The military’s spin budget — covering recruitment, advertising and public relations — has jumped 63 percent over the last five years, to $4.7 billion, according to a yearlong investigation by the Associated Press. The Pentagon pays nearly as many people to influence public opinion as the State Department has in its entire work force.

Ever hear of the Hometown News Service? You’re not supposed to. It’s an arm of the military’s influence regime that tries to place stories in mainstream news outlets. It is against the law for the Pentagon to propagandize at home, but that line has blurred over the years.

AP via Google:

An Associated Press investigation found that over the past five years, the money the military spends on winning hearts and minds at home and abroad has grown by 63 percent, to at least $4.7 billion this year, according to Department of Defense budgets and other documents. That’s almost as much as it spent on body armor for troops in Iraq and Afghanistan between 2004 and 2006.

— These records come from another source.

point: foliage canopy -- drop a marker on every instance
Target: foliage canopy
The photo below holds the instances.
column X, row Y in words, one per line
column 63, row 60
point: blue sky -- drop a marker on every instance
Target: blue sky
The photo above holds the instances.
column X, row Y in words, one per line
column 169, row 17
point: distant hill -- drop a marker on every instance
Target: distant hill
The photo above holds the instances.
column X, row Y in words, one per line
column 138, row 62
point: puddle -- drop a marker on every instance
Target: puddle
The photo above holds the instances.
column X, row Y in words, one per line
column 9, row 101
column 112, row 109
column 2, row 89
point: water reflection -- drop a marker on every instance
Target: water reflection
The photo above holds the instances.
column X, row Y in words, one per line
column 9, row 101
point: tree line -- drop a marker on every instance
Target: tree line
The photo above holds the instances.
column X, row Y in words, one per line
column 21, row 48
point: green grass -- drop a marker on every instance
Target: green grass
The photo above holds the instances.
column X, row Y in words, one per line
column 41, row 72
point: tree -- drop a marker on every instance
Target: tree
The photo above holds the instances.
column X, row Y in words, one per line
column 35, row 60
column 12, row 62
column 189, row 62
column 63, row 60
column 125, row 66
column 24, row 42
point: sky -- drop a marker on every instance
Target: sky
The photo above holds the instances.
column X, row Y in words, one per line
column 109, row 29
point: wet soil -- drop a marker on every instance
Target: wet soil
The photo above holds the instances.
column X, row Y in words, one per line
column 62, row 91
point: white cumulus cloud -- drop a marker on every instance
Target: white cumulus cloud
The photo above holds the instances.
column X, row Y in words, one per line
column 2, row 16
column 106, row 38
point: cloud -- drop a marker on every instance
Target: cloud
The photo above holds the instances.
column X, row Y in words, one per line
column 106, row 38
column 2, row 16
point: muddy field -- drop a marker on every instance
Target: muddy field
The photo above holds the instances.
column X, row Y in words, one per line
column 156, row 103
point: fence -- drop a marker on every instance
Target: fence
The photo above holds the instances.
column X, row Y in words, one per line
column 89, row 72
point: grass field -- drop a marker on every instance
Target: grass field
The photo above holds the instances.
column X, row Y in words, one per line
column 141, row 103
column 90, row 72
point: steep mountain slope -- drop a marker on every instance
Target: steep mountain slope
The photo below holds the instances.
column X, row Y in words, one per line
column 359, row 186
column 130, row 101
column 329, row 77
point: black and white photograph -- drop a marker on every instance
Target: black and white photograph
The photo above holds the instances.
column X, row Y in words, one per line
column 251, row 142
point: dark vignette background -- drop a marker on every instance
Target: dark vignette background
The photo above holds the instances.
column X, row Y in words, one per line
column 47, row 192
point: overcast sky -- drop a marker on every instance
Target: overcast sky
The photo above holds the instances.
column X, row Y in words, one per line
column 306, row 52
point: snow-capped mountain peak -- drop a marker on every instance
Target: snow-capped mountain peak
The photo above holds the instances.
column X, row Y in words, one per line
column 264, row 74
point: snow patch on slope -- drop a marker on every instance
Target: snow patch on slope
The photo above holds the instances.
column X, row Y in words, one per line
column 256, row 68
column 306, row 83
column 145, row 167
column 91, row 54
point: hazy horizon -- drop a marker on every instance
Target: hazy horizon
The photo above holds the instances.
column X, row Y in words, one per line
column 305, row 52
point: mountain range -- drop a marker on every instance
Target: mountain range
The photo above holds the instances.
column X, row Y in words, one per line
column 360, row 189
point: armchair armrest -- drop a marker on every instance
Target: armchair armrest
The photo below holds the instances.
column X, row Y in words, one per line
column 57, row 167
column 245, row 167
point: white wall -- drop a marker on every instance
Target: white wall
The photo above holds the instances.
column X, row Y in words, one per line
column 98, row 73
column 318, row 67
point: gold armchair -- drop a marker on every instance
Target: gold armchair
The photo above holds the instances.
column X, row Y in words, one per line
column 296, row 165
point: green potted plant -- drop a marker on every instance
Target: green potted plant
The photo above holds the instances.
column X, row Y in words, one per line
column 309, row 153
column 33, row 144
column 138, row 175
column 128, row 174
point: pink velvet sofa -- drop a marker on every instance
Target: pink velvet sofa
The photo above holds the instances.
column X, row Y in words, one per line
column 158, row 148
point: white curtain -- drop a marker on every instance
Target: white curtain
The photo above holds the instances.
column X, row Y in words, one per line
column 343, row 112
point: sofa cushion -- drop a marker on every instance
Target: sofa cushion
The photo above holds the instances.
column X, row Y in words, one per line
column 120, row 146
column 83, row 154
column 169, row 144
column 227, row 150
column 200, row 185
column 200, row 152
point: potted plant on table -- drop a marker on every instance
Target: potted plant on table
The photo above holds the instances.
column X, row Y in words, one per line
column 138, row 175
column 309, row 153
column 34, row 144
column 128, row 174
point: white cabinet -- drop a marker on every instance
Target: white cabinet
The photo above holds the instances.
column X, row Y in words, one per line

This year, the Pentagon will employ 27,000 people just for recruitment, advertising and public relations — almost as many as the total 30,000-person work force in the State Department.

“We have such a massive apparatus selling the military to us, it has become hard to ask questions about whether this is too much money or if it’s bloated,” says Sheldon Rampton, research director for the Committee on Media and Democracy, which tracks the military’s media operations. “As the war has become less popular, they have felt they need to respond to that more.”